Expensive yeast
Expensive yeast
How many of you guys use the expensive Wyeast and White labs yeast? Seems a lot of extra money - I'm wanting to make a Hefeweizen... is there a cheap way to do it?
I have used the Brewferm yeast, it good but it’s not a hefe. There will be no balance of the clove’s and bananas, but it will still make a wheat good beer. If you want a true hefe you will have to go to the liquid yeast, but you can save the yeast after the primary to reduce your costs.

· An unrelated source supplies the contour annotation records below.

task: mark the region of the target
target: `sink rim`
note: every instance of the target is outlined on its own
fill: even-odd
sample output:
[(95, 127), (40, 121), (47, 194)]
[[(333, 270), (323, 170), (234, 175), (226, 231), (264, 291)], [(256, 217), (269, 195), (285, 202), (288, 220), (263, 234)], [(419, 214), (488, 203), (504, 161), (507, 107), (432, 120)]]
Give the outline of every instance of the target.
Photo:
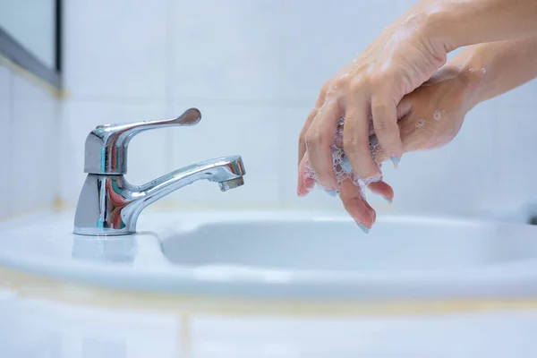
[[(346, 216), (327, 213), (307, 213), (293, 210), (259, 210), (259, 211), (204, 211), (185, 213), (181, 211), (152, 212), (141, 216), (140, 228), (148, 228), (154, 232), (155, 227), (162, 227), (157, 235), (165, 237), (166, 230), (170, 232), (178, 223), (188, 222), (190, 227), (203, 223), (266, 220), (330, 220), (348, 222)], [(62, 228), (63, 236), (57, 238), (55, 244), (68, 246), (72, 244), (74, 236), (71, 229), (69, 214), (58, 216), (51, 214), (45, 221), (55, 220)], [(537, 237), (537, 226), (491, 221), (486, 219), (465, 219), (454, 217), (438, 216), (403, 216), (385, 215), (379, 222), (437, 222), (452, 223), (463, 226), (490, 226), (516, 228), (527, 231)], [(3, 234), (10, 223), (0, 223), (0, 247), (4, 243)], [(21, 225), (28, 226), (28, 219)], [(65, 225), (69, 226), (65, 229)], [(6, 226), (7, 225), (7, 226)], [(152, 226), (152, 227), (151, 227)], [(185, 226), (186, 227), (186, 226)], [(153, 230), (151, 230), (153, 228)], [(177, 230), (175, 230), (175, 233)], [(140, 253), (156, 250), (154, 244), (147, 240), (148, 234), (140, 233), (137, 237)], [(42, 235), (28, 238), (32, 241), (42, 240)], [(65, 247), (64, 247), (65, 248)], [(5, 247), (4, 248), (5, 249)], [(147, 262), (139, 265), (90, 262), (74, 260), (69, 257), (47, 258), (38, 252), (29, 252), (21, 256), (13, 256), (13, 251), (0, 250), (0, 265), (23, 272), (46, 276), (50, 278), (68, 281), (74, 284), (87, 284), (104, 286), (115, 290), (149, 291), (152, 293), (172, 293), (180, 294), (239, 295), (249, 297), (303, 297), (319, 298), (354, 298), (354, 299), (426, 299), (452, 297), (520, 297), (527, 294), (537, 295), (537, 260), (524, 260), (516, 264), (507, 263), (494, 267), (465, 268), (452, 270), (449, 273), (421, 272), (410, 274), (353, 273), (349, 275), (333, 275), (319, 272), (286, 272), (286, 270), (251, 269), (228, 270), (217, 272), (203, 267), (187, 267), (175, 265), (153, 256)], [(143, 282), (141, 282), (143, 281)], [(322, 288), (322, 290), (320, 290)]]

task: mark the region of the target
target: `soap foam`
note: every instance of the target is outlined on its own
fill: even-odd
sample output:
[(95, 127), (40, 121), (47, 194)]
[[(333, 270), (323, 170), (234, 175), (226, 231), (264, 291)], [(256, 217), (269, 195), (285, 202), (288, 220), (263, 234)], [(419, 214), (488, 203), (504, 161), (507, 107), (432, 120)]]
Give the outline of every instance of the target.
[[(334, 167), (334, 173), (336, 179), (337, 180), (338, 186), (346, 180), (351, 179), (352, 183), (360, 187), (362, 195), (363, 196), (363, 191), (371, 183), (379, 182), (382, 180), (382, 173), (380, 171), (381, 163), (375, 162), (379, 168), (379, 174), (370, 178), (361, 178), (354, 171), (349, 159), (343, 149), (343, 128), (345, 124), (345, 118), (339, 119), (336, 132), (334, 135), (334, 141), (330, 146), (332, 149), (332, 165)], [(370, 152), (371, 158), (375, 158), (376, 154), (380, 151), (380, 145), (377, 136), (374, 134), (375, 131), (373, 128), (372, 119), (370, 118)], [(315, 184), (311, 190), (322, 189), (319, 182), (319, 175), (315, 173), (315, 170), (308, 164), (304, 172), (304, 178), (313, 179)], [(337, 191), (339, 192), (339, 191)]]

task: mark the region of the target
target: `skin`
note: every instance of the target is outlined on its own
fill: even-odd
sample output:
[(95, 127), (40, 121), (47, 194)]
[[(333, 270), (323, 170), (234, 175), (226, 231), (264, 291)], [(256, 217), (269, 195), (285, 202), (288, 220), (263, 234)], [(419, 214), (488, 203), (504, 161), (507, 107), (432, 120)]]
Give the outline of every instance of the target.
[[(345, 87), (340, 81), (333, 79), (327, 82), (321, 90), (315, 109), (310, 114), (301, 132), (299, 144), (299, 158), (301, 160), (297, 190), (299, 195), (306, 195), (312, 186), (311, 180), (304, 181), (303, 179), (303, 169), (309, 164), (318, 173), (320, 181), (325, 189), (339, 189), (340, 198), (347, 212), (358, 223), (371, 228), (376, 218), (374, 209), (362, 198), (360, 189), (354, 186), (352, 183), (345, 182), (340, 187), (337, 187), (331, 159), (329, 163), (328, 161), (328, 158), (331, 157), (328, 157), (330, 154), (329, 145), (326, 143), (328, 142), (328, 138), (330, 139), (329, 143), (333, 140), (332, 122), (334, 120), (341, 115), (345, 116), (344, 149), (349, 157), (354, 172), (362, 177), (369, 177), (379, 172), (377, 162), (388, 160), (394, 156), (400, 157), (403, 153), (432, 149), (448, 143), (458, 133), (466, 114), (475, 105), (537, 77), (537, 21), (532, 19), (532, 17), (537, 18), (537, 16), (534, 16), (537, 13), (537, 1), (515, 2), (519, 4), (519, 7), (515, 6), (515, 10), (517, 11), (512, 9), (514, 3), (508, 2), (509, 6), (506, 7), (504, 6), (506, 2), (499, 0), (452, 1), (448, 7), (455, 11), (456, 4), (459, 3), (465, 3), (463, 4), (472, 10), (469, 13), (473, 17), (479, 14), (479, 12), (476, 13), (475, 9), (485, 5), (490, 5), (492, 8), (492, 10), (484, 12), (486, 16), (483, 15), (483, 17), (487, 19), (493, 19), (494, 16), (491, 14), (495, 13), (494, 11), (499, 11), (499, 9), (507, 12), (502, 16), (507, 16), (511, 19), (511, 21), (512, 19), (519, 16), (521, 19), (519, 22), (512, 21), (514, 23), (509, 23), (496, 18), (494, 19), (495, 26), (483, 25), (485, 29), (490, 30), (492, 27), (496, 29), (497, 25), (501, 30), (495, 30), (499, 38), (518, 38), (468, 46), (448, 64), (439, 65), (439, 69), (434, 69), (430, 75), (427, 73), (442, 62), (434, 60), (444, 58), (442, 57), (443, 55), (438, 55), (442, 53), (438, 52), (436, 53), (437, 56), (431, 55), (429, 60), (423, 60), (422, 57), (430, 55), (434, 51), (427, 52), (423, 50), (425, 47), (420, 47), (419, 45), (411, 45), (413, 42), (406, 38), (403, 40), (405, 45), (402, 47), (410, 48), (410, 52), (417, 48), (420, 48), (420, 50), (408, 55), (405, 57), (406, 60), (400, 61), (396, 60), (400, 57), (392, 54), (392, 60), (389, 62), (388, 66), (389, 72), (397, 73), (397, 71), (399, 71), (398, 73), (403, 73), (399, 77), (387, 79), (382, 76), (373, 76), (378, 75), (379, 72), (385, 73), (381, 69), (386, 67), (386, 61), (388, 61), (386, 58), (386, 58), (377, 56), (378, 62), (373, 62), (376, 64), (372, 67), (368, 65), (369, 70), (366, 71), (365, 74), (362, 71), (363, 66), (345, 67), (343, 73), (348, 72), (349, 75), (344, 77), (345, 81), (350, 81), (348, 79), (354, 77), (354, 82), (353, 83), (356, 83), (356, 78), (362, 81), (365, 76), (367, 81), (359, 82), (359, 85), (354, 87)], [(525, 8), (523, 6), (524, 4), (526, 5)], [(459, 12), (461, 11), (459, 9)], [(528, 15), (529, 13), (526, 13), (529, 11), (533, 11), (530, 13), (531, 16)], [(439, 15), (435, 13), (434, 16), (438, 18)], [(453, 16), (450, 15), (449, 17), (452, 18)], [(403, 22), (401, 26), (405, 25)], [(461, 23), (459, 26), (463, 26), (463, 24)], [(474, 26), (474, 24), (469, 26)], [(533, 29), (536, 29), (536, 30), (533, 30)], [(460, 29), (457, 29), (457, 31), (460, 31)], [(393, 29), (387, 30), (387, 32), (382, 34), (381, 38), (393, 37), (395, 32), (396, 31), (393, 31)], [(503, 37), (500, 35), (503, 35)], [(432, 37), (432, 35), (430, 36)], [(456, 47), (457, 45), (454, 45), (456, 41), (467, 43), (481, 38), (479, 36), (474, 35), (470, 40), (470, 38), (465, 35), (461, 37), (461, 39), (454, 39), (456, 38), (454, 35), (448, 41), (445, 40), (448, 38), (445, 34), (440, 38), (444, 38), (441, 42), (444, 45), (440, 46), (440, 48), (442, 47), (444, 48)], [(491, 38), (490, 33), (482, 36), (482, 38), (488, 40), (490, 40)], [(426, 42), (434, 43), (433, 40), (427, 40)], [(381, 40), (380, 43), (389, 42), (382, 42)], [(378, 47), (378, 46), (375, 47), (375, 48)], [(396, 46), (393, 53), (399, 51), (398, 48), (400, 47)], [(429, 48), (437, 48), (437, 46), (431, 46)], [(419, 52), (421, 52), (421, 55), (418, 54)], [(371, 63), (371, 57), (367, 55), (359, 56), (359, 58), (370, 64)], [(381, 59), (379, 60), (379, 58)], [(408, 58), (415, 59), (420, 65), (413, 64), (413, 60), (409, 61)], [(379, 64), (379, 61), (384, 64)], [(430, 64), (430, 66), (427, 67), (428, 64)], [(393, 70), (393, 67), (396, 69)], [(348, 68), (352, 68), (354, 72), (349, 72)], [(485, 71), (482, 71), (482, 69), (485, 69)], [(341, 75), (337, 75), (335, 78), (340, 79)], [(424, 78), (426, 79), (423, 80)], [(391, 90), (382, 85), (386, 82), (392, 84), (390, 86)], [(379, 83), (380, 85), (378, 85)], [(419, 84), (415, 85), (416, 83)], [(334, 86), (336, 86), (336, 90), (334, 90)], [(368, 88), (369, 92), (368, 92), (365, 96), (367, 99), (365, 102), (363, 101), (364, 97), (362, 96), (365, 90), (361, 86)], [(375, 102), (373, 98), (375, 98), (375, 93), (379, 93), (376, 89), (383, 89), (384, 92), (382, 93), (391, 98), (390, 109), (382, 107), (380, 112), (374, 109), (374, 106), (378, 102)], [(353, 98), (352, 101), (350, 98)], [(363, 134), (368, 131), (365, 125), (368, 124), (368, 107), (367, 106), (363, 107), (363, 103), (371, 104), (369, 113), (372, 114), (375, 132), (382, 148), (382, 150), (374, 158), (371, 158), (369, 152), (369, 132)], [(362, 107), (362, 110), (357, 111), (354, 108), (356, 105)], [(441, 118), (439, 120), (435, 119), (438, 117), (437, 111), (440, 111)], [(388, 112), (389, 115), (384, 115)], [(351, 115), (348, 115), (349, 113)], [(379, 113), (383, 115), (379, 115), (376, 117), (375, 114)], [(355, 115), (355, 114), (361, 115)], [(378, 123), (381, 122), (375, 122), (376, 118), (378, 121), (386, 121), (386, 118), (389, 118), (390, 124), (379, 124)], [(350, 123), (352, 124), (349, 125)], [(391, 200), (394, 195), (391, 187), (384, 182), (373, 183), (372, 187), (370, 185), (370, 189), (388, 200)]]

I just made a batch of dunkelweizen with the Wyeast Weihenstephan. Lovely banana flavours and aromas. In fact, very like the genuine Weihenstephan version.mysterio wrote:I personally think the WL300 makes a fine weiß bier, i've tried the dried version and don't like it much but it still makes a good beer. I've not tried the Wyeast version, but I believe both of the liquid strains are from Weihenstephan.
I think my ferment hit 26 at one point - hence the strong banana flavoursdelboy wrote:Im using 3068 for a wheat beer at the moment and it tastes like something you have scraped off a burnt pan, not a snifter of banana or bubblegum so far. That said i was fermenting at 17C it now at 21C, hoping to inject a bit of life into the flavour.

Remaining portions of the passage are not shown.